VXLAN

Virtual eXtensible Local Area Networks (VXLAN) is an overlay technology that allows the encapsulation of Ethernet frames over IP and UDP. It allows creating Layer-2 VPNs by interconnecting multiple Ethernet segments across a Layer-3 IP network. While various encapsulation methods have been used historically for this purpose, VXLAN has become the industry standard (see RFC 7348). VXLAN is specifically designed for Ethernet frame transport and avoids the complexity of MPLS-based solutions. Operating as a UDP-based Layer 4 protocol, VXLAN integrates seamlessly with existing IP infrastructure.
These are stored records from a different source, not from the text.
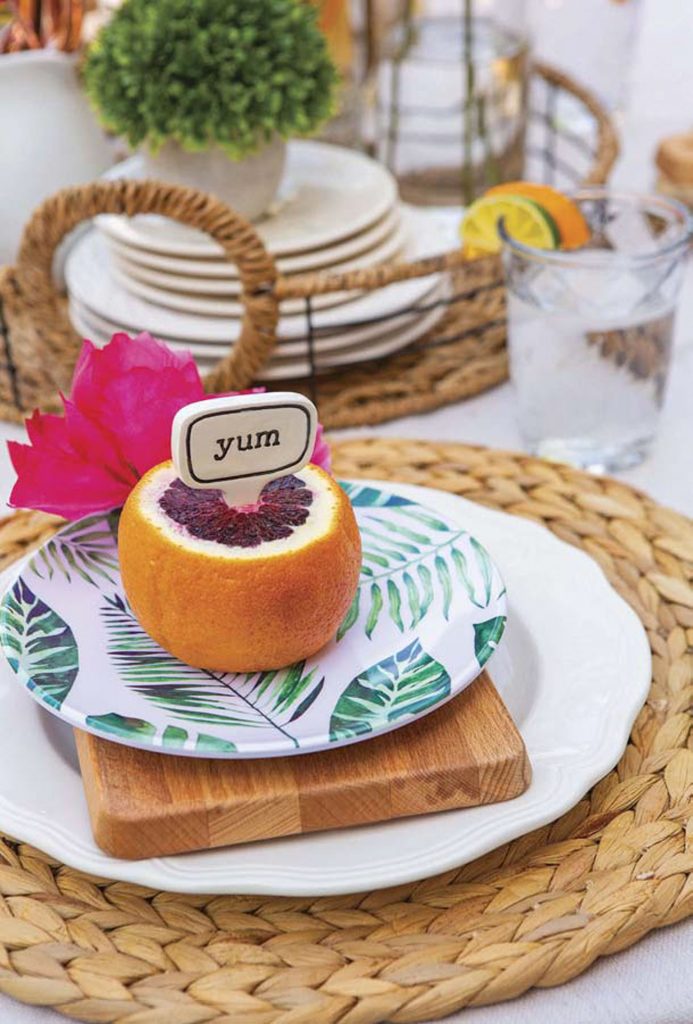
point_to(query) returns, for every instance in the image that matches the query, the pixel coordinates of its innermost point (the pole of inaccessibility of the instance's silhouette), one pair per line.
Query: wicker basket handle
(63, 211)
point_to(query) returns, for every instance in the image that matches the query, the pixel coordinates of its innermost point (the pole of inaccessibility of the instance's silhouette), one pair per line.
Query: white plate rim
(296, 367)
(131, 167)
(390, 248)
(563, 787)
(386, 301)
(318, 259)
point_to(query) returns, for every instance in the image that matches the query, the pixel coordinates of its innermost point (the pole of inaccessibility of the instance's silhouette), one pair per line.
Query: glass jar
(451, 98)
(590, 331)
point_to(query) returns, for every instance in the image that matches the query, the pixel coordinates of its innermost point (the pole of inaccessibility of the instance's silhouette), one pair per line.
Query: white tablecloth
(653, 982)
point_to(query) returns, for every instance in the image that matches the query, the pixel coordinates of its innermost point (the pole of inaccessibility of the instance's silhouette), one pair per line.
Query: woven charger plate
(536, 911)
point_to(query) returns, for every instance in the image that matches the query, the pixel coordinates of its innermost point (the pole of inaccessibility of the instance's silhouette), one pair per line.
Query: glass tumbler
(590, 331)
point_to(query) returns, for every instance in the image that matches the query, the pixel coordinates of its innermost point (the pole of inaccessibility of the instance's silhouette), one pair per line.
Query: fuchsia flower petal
(73, 488)
(117, 425)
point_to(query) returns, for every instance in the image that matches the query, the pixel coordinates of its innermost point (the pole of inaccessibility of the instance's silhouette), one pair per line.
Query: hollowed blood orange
(240, 590)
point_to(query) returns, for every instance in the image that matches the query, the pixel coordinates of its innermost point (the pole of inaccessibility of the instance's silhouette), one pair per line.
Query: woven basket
(535, 911)
(463, 355)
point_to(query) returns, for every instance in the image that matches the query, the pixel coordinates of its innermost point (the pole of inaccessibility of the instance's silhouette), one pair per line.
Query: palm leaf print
(254, 700)
(120, 725)
(35, 638)
(87, 549)
(413, 561)
(404, 684)
(486, 637)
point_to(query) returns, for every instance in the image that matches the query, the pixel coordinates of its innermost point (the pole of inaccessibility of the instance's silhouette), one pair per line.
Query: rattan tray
(536, 911)
(463, 355)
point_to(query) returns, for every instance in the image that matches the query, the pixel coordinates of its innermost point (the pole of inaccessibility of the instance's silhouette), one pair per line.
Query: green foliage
(37, 640)
(407, 561)
(254, 700)
(404, 684)
(231, 73)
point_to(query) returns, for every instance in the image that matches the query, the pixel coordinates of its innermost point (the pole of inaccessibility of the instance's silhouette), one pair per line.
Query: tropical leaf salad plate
(429, 611)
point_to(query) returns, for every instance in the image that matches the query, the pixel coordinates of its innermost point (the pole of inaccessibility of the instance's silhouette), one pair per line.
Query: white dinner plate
(428, 614)
(280, 368)
(300, 263)
(573, 669)
(85, 318)
(328, 194)
(89, 280)
(191, 291)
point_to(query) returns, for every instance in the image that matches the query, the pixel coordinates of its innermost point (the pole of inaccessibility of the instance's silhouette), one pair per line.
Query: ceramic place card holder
(239, 443)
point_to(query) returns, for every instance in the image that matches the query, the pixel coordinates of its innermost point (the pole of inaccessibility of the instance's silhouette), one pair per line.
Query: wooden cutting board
(145, 805)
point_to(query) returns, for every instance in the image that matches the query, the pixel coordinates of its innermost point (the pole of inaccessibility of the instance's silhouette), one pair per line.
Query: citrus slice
(572, 226)
(240, 589)
(524, 220)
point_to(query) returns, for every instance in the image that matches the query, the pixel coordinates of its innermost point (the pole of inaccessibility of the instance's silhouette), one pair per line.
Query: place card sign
(241, 442)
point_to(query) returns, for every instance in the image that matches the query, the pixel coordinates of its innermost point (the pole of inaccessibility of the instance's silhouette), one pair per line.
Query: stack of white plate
(337, 210)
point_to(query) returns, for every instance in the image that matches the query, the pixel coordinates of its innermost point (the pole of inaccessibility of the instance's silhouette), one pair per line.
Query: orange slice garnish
(572, 226)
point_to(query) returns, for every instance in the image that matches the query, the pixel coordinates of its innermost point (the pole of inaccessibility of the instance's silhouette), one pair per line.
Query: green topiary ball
(230, 73)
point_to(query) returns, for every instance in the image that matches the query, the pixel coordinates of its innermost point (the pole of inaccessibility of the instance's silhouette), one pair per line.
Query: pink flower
(117, 425)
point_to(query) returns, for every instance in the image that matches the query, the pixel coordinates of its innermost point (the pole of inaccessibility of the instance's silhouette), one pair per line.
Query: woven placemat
(536, 911)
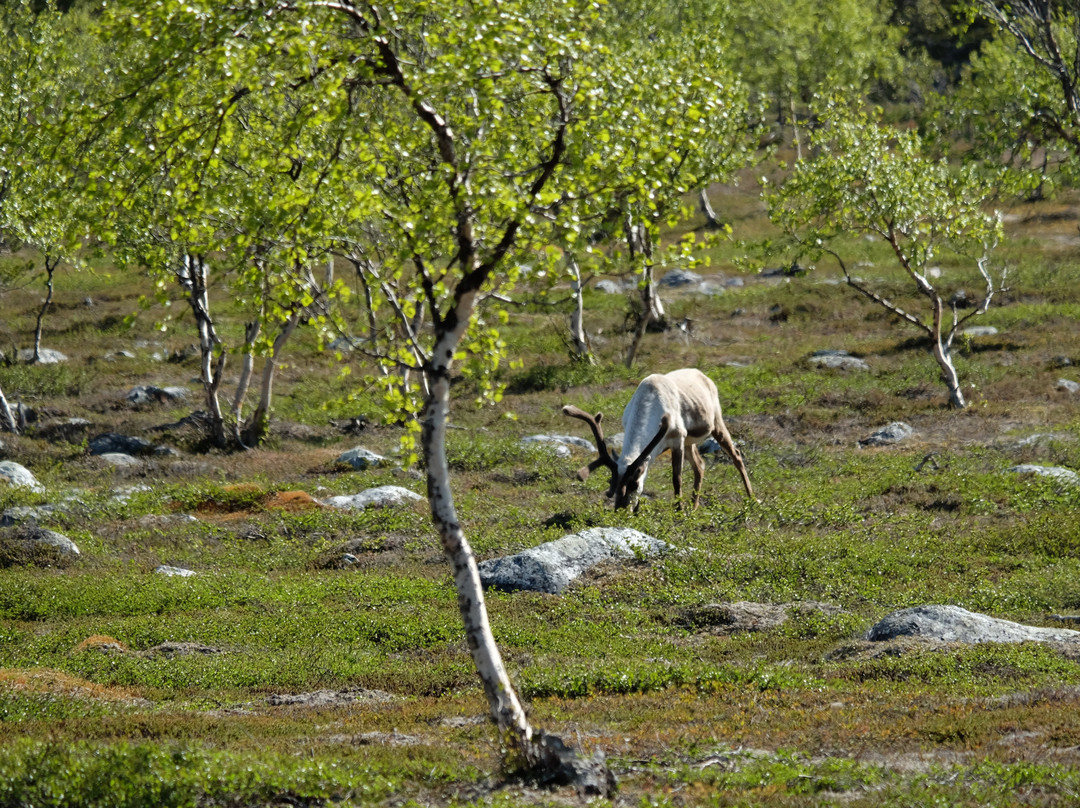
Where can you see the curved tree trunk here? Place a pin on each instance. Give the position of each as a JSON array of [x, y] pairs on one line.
[[578, 336], [944, 359], [505, 708], [50, 272], [5, 415], [257, 427], [193, 277], [706, 209]]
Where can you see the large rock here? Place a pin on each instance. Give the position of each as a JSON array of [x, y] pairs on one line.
[[837, 361], [561, 444], [1064, 475], [383, 496], [18, 476], [889, 434], [955, 624], [678, 278], [32, 544], [71, 430], [45, 357], [361, 458], [111, 443], [150, 394], [552, 566]]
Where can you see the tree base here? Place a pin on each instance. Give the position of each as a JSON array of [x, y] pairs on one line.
[[552, 763]]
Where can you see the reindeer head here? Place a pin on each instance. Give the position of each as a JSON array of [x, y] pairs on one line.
[[625, 486], [607, 458]]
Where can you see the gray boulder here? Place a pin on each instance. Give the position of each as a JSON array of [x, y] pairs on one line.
[[610, 287], [150, 394], [361, 458], [112, 443], [45, 357], [955, 624], [31, 535], [174, 571], [553, 565], [18, 514], [64, 429], [18, 476], [120, 460], [889, 434], [679, 278], [1065, 475], [837, 361], [559, 444], [383, 496]]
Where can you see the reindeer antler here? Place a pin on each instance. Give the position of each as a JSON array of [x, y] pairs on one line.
[[605, 459], [644, 457]]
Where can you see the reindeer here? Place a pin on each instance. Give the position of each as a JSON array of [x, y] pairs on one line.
[[674, 412]]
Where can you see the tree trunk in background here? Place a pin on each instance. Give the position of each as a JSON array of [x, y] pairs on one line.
[[258, 425], [711, 221], [5, 416], [50, 272], [652, 309], [578, 336], [193, 278], [944, 359]]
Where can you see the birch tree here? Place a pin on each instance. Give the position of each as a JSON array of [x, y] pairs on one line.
[[869, 178], [457, 134]]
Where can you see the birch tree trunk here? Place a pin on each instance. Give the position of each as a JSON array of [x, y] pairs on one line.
[[944, 359], [258, 425], [711, 220], [50, 272], [193, 277], [5, 415], [578, 336]]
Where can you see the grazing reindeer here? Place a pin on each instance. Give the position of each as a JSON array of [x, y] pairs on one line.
[[673, 412]]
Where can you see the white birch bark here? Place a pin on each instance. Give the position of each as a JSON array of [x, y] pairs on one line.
[[502, 700]]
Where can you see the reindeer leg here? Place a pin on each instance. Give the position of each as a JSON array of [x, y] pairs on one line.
[[724, 438], [699, 472], [677, 474]]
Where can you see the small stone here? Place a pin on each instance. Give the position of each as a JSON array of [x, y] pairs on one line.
[[45, 357], [679, 278], [1068, 386], [110, 442], [383, 496], [955, 624], [1065, 475], [361, 458], [887, 435], [18, 476], [174, 571], [119, 459], [837, 361], [559, 444]]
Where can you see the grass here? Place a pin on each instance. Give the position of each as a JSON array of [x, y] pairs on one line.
[[121, 686]]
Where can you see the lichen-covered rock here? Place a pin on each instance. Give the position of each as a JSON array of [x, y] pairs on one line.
[[111, 443], [956, 624], [383, 496], [1065, 475], [559, 444], [889, 434], [837, 361], [361, 458], [174, 571], [150, 394], [18, 476], [553, 565]]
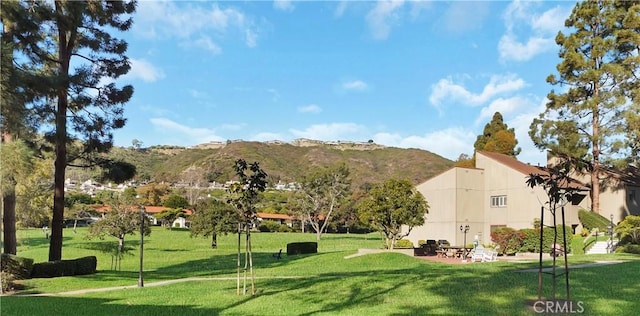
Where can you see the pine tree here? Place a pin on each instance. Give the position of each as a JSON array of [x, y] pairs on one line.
[[78, 101], [598, 75], [498, 137]]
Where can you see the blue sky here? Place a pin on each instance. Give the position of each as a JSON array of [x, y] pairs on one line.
[[409, 74]]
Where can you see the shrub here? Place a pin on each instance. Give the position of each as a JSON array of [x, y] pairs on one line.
[[508, 239], [591, 220], [52, 269], [531, 239], [629, 248], [19, 267], [404, 243], [296, 248], [86, 265], [269, 226]]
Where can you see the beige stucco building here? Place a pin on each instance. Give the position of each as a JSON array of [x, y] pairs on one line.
[[492, 195]]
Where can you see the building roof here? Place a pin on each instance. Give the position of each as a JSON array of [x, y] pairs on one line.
[[274, 216], [147, 209], [527, 169]]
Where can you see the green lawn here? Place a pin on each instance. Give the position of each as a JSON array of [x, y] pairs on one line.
[[318, 284]]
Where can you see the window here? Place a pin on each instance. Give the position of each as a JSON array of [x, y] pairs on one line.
[[498, 201]]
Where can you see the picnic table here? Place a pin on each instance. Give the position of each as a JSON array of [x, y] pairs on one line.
[[454, 252]]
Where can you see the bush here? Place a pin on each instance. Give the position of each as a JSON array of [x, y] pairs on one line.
[[508, 239], [269, 226], [19, 267], [86, 265], [531, 239], [283, 228], [629, 248], [52, 269], [296, 248], [591, 220], [404, 243]]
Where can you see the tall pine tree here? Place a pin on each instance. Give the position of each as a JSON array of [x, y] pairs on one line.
[[598, 75], [69, 61], [498, 137]]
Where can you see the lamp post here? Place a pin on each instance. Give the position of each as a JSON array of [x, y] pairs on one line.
[[140, 277], [610, 227], [464, 229]]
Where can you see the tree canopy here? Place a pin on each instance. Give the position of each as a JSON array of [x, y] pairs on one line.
[[598, 102], [498, 137], [392, 205], [321, 192]]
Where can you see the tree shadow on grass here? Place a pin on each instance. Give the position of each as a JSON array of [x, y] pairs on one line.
[[35, 306], [220, 265]]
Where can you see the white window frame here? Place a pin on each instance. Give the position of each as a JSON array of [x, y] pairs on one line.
[[498, 201]]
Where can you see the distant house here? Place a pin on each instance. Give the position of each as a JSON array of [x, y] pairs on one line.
[[151, 211], [280, 218], [490, 196]]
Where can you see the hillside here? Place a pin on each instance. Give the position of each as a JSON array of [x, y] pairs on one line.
[[284, 162]]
Ethernet frames are encapsulated within a VXLAN-over-UDP header before being forwarded across the IP network. The VXLAN header carries a VNI that uniquely identifies the Layer-2 segment, in the same way a VLAN tag distinguishes segments in an IEEE 802.1Q frame header. With 24 bits, the VNI field supports over 16 million distinct segments, offering significantly greater scalability than the 12-bit VLAN identifier that offers approximatively 4000 unique values.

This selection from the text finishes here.